To paraphrase, “we have met the aliens and they are us.”
Even
if your creatures are just really humans in weird disguises, they are still
important. They are the “agent provocateurs,” that is, the things that make our
characters act and react, and allow the author to give some insight into the
human condition, whether through us dealing with these monsters, or through
their interactions with us.
There
are some basic dos and don’ts in this regard.
First,
design your aliens to be realistic. Obey the laws of whatever universe in which
your story unfolds. Don’t have them violating the laws of physics unless you
give us a believable way they can go about doing it. If they weigh three
hundred pounds, but can fly on our world, explain how this is possible. (Right,
they use airplanes!) And whatever powers or attributes you give them, don’t
change them in midstream without a darn good reason. This is old advice, but
important.
Believability
is paramount! Recently, I read a short story where a diplomat had great
difficulty in understanding some aliens (they sang their language), and he
inadvertently kept offending them (the diplomat must sing like William Hung!). They
were, seemingly, incapable of communicating fully with humans or vice versa. But
(and this is one heck of a big but!), these creatures had their own alien
psychologist. It explained (regularly) to the humans the nature of the problems
and smoothed over the diplomat’s transgressions with its fellow aliens.
QUESTION:
If the alien psychologist can talk to and understand humans, why can’t his fellow
aliens learn to do the same thing?
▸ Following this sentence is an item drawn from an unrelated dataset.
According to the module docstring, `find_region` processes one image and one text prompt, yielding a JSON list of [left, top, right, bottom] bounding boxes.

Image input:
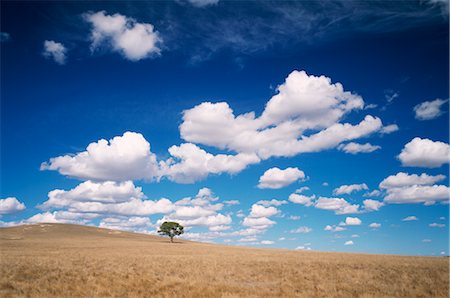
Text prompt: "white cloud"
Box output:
[[345, 217, 362, 226], [363, 199, 384, 212], [0, 197, 25, 215], [338, 142, 381, 154], [379, 172, 445, 189], [256, 199, 288, 207], [41, 132, 158, 181], [42, 40, 67, 65], [242, 217, 276, 229], [384, 185, 450, 205], [99, 216, 153, 232], [295, 186, 309, 193], [414, 98, 448, 120], [398, 137, 450, 168], [0, 32, 11, 42], [288, 193, 316, 207], [249, 204, 279, 217], [84, 11, 162, 61], [180, 71, 382, 159], [290, 226, 312, 234], [380, 124, 399, 134], [160, 143, 260, 183], [333, 183, 369, 195], [258, 168, 305, 189], [187, 0, 219, 7], [39, 180, 145, 209], [428, 222, 445, 228], [324, 225, 347, 232], [369, 222, 381, 229], [314, 197, 359, 214]]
At the very least, why can’t the alien
psychologist act as interpreter and permanent liaison for both sides? Weirdly,
although this is a glaring inconsistency, a major Sci-Fi magazine still
published it. This only goes to show that even editors make mistakes. (Did I
say that aloud?) Seriously, what it shows is that somehow, we have to understand
our aliens (ourselves?) to some degree or there is no story. The author used an
“alien psychiatrist” to do this. To see ourselves; these lines from a poem by
Robert Burns say it all:
To see ourselves as
ithers see us!”
As science fiction
writers, we use aliens as the “ithers” to give us the gift of seeing ourselves.
Even then, back in 1786 C.E., Robert Burns, seeing a louse on the hat of a
woman in church, wrote those lines. The louse, a parasite, was his “alien” of
the day. And we all remember the movie, Alien, with its parasite, don’t we? Some
things never change. Interesting, isn’t it?